Number system classification — natural, whole, integer, rational, irrational, real

Question

Classify the number system from natural numbers to real numbers. How are they related? Give examples of numbers that belong to one set but not another.

(CBSE Class 9 — Number Systems chapter carries 8-10 marks in boards)

Solution — Step by Step

The counting numbers: $1, 2, 3, 4, 5, \ldots$

These are the most basic — what we use to count objects. Zero is NOT included in natural numbers.

Whole numbers: Natural numbers + zero: $0, 1, 2, 3, \ldots$

Integers: Whole numbers + negative counterparts: $\ldots, -3, -2, -1, 0, 1, 2, 3, \ldots$

Integers include all positive and negative whole numbers and zero.

Any number that can be written as $\frac{p}{q}$ where $p$ and $q$ are integers and $q \neq 0$ .

Examples: $\frac{1}{2}, \frac{-3}{4}, 0.75, 5$ (which is $5/1$ ), $0.\overline{3}$ (which is $1/3$ ).

Key property: their decimal expansion either terminates or repeats.

Irrational numbers: Cannot be written as $p/q$ . Their decimal expansion is non-terminating and non-repeating.

Examples: $\sqrt{2} = 1.41421356\ldots$ , $\pi = 3.14159265\ldots$ , $e = 2.71828\ldots$

Real numbers: Rational + Irrational = ALL numbers on the number line.

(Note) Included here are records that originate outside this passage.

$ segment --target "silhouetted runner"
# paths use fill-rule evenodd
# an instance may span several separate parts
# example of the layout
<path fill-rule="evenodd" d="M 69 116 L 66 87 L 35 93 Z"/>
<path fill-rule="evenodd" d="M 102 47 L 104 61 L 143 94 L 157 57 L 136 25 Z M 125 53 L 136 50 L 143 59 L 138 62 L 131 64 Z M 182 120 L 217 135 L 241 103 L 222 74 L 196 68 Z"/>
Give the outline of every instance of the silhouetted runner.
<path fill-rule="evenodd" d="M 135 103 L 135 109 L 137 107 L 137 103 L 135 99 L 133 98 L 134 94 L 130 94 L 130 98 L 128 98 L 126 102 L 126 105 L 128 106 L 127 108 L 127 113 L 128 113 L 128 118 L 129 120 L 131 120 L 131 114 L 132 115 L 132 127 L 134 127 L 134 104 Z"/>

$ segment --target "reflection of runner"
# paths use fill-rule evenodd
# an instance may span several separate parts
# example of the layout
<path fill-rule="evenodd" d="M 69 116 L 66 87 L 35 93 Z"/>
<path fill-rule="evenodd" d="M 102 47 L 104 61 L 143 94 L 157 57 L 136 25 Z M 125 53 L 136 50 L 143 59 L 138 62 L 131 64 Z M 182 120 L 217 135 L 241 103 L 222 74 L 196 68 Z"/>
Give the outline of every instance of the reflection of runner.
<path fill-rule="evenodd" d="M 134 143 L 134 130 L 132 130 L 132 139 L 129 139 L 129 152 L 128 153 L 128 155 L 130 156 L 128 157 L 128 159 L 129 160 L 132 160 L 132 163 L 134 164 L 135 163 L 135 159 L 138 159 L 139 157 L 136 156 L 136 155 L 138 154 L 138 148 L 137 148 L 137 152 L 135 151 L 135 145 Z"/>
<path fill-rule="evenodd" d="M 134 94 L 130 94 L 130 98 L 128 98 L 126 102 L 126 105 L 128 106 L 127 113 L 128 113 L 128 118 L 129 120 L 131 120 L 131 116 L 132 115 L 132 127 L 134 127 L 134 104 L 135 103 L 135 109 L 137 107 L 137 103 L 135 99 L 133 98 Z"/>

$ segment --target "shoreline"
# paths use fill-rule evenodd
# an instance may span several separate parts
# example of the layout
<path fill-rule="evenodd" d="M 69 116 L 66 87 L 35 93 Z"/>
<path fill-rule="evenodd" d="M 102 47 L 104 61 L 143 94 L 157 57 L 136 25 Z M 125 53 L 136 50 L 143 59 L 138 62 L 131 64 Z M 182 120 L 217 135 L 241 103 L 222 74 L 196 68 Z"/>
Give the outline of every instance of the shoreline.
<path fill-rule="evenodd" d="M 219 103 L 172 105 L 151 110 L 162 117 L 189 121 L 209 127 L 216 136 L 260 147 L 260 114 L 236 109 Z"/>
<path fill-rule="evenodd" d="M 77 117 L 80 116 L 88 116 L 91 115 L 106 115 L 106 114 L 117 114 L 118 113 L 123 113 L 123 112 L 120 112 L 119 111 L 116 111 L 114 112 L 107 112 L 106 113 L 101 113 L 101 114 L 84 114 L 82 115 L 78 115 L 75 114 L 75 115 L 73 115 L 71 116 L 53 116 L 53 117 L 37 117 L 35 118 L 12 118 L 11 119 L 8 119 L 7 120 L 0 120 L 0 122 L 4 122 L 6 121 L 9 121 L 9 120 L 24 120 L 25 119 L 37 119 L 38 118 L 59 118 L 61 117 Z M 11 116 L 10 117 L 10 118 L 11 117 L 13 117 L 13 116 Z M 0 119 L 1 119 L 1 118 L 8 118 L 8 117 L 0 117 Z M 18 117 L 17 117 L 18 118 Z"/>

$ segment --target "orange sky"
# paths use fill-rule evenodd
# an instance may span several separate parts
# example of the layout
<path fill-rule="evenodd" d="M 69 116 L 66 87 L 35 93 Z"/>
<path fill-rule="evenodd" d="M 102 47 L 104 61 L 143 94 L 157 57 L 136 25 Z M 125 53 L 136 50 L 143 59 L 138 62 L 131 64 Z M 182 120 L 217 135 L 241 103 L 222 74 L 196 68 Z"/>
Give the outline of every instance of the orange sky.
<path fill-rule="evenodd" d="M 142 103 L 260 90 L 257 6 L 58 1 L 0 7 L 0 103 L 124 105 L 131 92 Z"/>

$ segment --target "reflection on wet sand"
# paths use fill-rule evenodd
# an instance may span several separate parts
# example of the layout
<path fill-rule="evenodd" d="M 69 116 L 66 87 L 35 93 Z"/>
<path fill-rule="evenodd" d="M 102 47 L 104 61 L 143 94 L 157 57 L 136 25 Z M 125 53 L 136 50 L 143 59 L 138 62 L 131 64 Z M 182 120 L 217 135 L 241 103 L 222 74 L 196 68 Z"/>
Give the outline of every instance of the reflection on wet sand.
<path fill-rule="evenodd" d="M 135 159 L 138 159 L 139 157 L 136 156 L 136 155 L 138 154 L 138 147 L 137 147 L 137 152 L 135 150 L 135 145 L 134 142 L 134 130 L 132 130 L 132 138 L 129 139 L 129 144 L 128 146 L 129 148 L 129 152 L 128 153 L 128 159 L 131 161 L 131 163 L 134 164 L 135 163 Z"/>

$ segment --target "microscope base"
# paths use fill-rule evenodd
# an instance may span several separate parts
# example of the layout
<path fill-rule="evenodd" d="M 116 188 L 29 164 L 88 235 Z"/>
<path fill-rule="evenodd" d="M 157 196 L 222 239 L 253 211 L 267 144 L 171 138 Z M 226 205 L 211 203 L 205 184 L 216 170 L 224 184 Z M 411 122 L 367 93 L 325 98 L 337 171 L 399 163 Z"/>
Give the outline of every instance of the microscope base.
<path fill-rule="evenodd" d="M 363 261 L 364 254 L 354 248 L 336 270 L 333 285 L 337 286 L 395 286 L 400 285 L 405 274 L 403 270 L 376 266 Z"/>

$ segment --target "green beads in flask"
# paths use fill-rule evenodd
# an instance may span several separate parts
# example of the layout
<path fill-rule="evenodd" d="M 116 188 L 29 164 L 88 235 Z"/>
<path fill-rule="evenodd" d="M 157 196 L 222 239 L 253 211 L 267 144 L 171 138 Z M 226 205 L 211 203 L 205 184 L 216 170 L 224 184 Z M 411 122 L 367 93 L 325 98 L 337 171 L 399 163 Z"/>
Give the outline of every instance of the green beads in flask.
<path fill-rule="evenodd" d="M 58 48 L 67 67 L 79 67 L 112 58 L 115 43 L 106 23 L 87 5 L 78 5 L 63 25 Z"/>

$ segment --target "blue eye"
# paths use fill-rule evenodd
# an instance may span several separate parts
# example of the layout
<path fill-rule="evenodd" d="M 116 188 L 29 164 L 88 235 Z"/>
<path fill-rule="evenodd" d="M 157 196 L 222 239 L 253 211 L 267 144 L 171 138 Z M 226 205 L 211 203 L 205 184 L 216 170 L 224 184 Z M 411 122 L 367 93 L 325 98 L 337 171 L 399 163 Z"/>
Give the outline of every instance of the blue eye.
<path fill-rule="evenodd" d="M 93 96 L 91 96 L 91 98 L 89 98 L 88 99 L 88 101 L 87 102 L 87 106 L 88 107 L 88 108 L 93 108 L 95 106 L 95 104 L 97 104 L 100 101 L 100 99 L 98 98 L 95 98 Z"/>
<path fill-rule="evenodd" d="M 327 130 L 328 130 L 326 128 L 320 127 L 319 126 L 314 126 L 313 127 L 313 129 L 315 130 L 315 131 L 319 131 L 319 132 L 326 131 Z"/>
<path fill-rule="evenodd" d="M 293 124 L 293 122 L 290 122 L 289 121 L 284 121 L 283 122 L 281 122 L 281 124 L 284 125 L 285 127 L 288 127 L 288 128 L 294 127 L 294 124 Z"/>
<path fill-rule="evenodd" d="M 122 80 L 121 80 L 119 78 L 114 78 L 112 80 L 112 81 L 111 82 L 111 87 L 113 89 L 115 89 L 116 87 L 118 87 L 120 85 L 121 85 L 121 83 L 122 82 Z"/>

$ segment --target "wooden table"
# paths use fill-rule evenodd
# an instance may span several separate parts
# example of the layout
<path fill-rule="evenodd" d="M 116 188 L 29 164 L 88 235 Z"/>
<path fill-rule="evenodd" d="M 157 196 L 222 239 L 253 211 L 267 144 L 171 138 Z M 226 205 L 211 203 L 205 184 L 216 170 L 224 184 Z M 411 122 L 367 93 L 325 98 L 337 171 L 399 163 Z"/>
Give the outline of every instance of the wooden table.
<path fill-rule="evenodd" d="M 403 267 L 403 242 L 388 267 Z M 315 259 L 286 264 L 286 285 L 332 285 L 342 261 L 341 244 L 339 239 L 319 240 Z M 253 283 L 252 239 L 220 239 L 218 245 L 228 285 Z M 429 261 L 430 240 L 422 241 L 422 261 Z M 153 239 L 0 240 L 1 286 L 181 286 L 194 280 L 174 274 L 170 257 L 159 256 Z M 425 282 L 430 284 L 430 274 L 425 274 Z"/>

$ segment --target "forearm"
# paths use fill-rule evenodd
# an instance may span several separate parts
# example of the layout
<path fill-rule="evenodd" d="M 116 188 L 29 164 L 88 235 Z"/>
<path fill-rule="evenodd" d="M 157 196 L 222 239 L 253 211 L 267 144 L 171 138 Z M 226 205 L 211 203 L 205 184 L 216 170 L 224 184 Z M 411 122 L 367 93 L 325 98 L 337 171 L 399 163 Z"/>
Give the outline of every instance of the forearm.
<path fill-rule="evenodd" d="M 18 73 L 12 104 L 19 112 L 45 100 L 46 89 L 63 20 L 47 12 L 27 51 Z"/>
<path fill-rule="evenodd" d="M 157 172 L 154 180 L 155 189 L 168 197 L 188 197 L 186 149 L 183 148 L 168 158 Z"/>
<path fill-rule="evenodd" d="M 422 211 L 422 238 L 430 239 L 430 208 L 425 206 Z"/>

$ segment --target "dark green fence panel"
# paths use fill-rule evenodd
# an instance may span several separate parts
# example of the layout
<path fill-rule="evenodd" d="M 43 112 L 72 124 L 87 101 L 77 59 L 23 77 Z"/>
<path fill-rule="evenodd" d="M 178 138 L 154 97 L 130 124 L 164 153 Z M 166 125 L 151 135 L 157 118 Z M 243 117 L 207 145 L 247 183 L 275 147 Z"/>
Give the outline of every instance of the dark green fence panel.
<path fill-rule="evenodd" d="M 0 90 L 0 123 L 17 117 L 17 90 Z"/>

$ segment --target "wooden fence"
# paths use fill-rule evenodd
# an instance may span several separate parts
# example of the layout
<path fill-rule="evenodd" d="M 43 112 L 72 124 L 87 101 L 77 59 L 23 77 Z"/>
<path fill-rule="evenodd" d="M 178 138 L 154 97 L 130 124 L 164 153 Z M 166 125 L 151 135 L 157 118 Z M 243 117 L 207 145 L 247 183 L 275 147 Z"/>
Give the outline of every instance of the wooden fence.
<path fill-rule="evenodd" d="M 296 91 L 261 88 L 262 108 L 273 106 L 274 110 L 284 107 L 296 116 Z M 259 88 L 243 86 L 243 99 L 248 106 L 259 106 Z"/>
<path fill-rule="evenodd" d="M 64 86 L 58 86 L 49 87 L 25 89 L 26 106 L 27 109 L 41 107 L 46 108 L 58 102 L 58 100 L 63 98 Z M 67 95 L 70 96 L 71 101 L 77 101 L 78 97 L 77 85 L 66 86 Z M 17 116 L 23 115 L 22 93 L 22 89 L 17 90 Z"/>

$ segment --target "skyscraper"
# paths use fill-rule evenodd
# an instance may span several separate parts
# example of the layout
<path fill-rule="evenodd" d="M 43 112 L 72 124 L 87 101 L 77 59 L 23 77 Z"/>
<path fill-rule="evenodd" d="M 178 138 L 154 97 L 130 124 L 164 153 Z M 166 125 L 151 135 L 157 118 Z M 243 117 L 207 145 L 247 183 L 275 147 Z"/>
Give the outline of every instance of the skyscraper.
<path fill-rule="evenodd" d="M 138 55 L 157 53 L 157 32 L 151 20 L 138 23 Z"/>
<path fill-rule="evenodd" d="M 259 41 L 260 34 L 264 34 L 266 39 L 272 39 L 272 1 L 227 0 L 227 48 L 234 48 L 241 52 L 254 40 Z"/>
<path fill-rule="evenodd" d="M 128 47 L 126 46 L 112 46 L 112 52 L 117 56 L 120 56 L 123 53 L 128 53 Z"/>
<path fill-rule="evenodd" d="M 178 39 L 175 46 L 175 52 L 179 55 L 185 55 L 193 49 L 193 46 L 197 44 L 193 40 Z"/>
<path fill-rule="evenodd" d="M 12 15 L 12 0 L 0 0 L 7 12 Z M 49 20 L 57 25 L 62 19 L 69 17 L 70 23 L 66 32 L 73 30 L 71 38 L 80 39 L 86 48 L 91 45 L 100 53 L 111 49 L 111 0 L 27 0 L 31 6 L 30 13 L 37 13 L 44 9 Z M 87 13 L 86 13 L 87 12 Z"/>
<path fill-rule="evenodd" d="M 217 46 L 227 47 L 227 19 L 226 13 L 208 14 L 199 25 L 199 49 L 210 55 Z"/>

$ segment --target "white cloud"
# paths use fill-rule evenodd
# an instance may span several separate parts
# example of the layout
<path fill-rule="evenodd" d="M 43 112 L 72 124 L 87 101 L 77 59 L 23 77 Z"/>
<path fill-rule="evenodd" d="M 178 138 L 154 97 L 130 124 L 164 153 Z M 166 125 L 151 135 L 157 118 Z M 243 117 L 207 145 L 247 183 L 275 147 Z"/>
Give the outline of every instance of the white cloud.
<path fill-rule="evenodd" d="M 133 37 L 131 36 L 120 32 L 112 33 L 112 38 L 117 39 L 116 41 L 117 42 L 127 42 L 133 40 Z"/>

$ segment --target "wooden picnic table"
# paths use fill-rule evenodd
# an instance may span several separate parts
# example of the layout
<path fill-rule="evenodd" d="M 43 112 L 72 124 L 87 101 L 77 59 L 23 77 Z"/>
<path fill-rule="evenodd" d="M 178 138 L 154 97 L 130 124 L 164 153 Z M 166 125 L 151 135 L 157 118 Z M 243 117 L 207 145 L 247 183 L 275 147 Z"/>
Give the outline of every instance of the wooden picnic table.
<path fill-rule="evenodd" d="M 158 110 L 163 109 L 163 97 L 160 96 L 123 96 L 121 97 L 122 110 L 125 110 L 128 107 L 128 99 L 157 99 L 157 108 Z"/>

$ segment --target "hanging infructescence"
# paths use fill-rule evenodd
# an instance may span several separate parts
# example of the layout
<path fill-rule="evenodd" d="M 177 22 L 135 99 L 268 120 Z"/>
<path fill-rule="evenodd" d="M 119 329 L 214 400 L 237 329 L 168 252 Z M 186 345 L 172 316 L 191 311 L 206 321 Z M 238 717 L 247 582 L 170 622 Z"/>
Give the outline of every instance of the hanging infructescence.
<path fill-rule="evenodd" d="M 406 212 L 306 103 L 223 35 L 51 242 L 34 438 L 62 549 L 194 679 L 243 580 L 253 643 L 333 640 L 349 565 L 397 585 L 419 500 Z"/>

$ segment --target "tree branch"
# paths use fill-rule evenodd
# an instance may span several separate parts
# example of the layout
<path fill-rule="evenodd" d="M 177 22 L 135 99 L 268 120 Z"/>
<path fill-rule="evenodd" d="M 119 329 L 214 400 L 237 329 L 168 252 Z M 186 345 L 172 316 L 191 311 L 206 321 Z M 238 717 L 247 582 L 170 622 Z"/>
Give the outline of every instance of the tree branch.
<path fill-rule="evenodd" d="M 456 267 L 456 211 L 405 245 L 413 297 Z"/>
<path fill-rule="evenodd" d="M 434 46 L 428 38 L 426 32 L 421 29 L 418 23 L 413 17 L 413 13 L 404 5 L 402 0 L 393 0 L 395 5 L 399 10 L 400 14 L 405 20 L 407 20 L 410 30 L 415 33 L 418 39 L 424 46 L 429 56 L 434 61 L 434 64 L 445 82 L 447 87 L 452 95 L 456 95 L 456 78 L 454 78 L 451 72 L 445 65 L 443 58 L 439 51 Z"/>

\mathbb{N} \subset \mathbb{W} \subset \mathbb{Z} \subset \mathbb{Q} \subset \mathbb{R}

flowchart TD
    A["Real Numbers (R)<br/>All numbers on number line"] --> B["Rational (Q)<br/>p/q form"]
    A --> C["Irrational<br/>√2, π, e"]
    B --> D["Integers (Z)<br/>..., −2, −1, 0, 1, 2, ..."]
    B --> E["Non-integer rationals<br/>1/2, 3/4, 0.75"]
    D --> F["Whole Numbers (W)<br/>0, 1, 2, 3, ..."]
    D --> G["Negative integers<br/>−1, −2, −3, ..."]
    F --> H["Natural Numbers (N)<br/>1, 2, 3, ..."]
    F --> I["Zero"]

Why This Works

Each set is built by adding one more type of number to the previous set. Natural numbers handle counting. Adding zero gives whole numbers. Adding negatives gives integers (needed for subtraction). Adding fractions gives rationals (needed for division). Adding irrationals fills the “gaps” on the number line to give all real numbers.

The key insight: between any two rational numbers, there is an irrational number, and between any two irrational numbers, there is a rational number. The real number line has no gaps — every point corresponds to exactly one real number.

Alternative Method

Quick identification trick: to check if a number is rational or irrational, look at its decimal form. If it terminates (like 0.75) or repeats (like $0.\overline{142857}$ ), it is rational. If the decimal goes on forever without any repeating pattern, it is irrational. Also: $\sqrt{n}$ is irrational if and only if $n$ is not a perfect square.

Common Mistake

Students often classify $\sqrt{4}$ as irrational because it has a square root sign. But $\sqrt{4} = 2$ , which is a natural number. The square root symbol does not automatically make a number irrational — only $\sqrt{n}$ where $n$ is NOT a perfect square is irrational. Similarly, $\frac{22}{7}$ is NOT $\pi$ — it is a rational approximation of $\pi$ . The actual value of $\pi$ is irrational.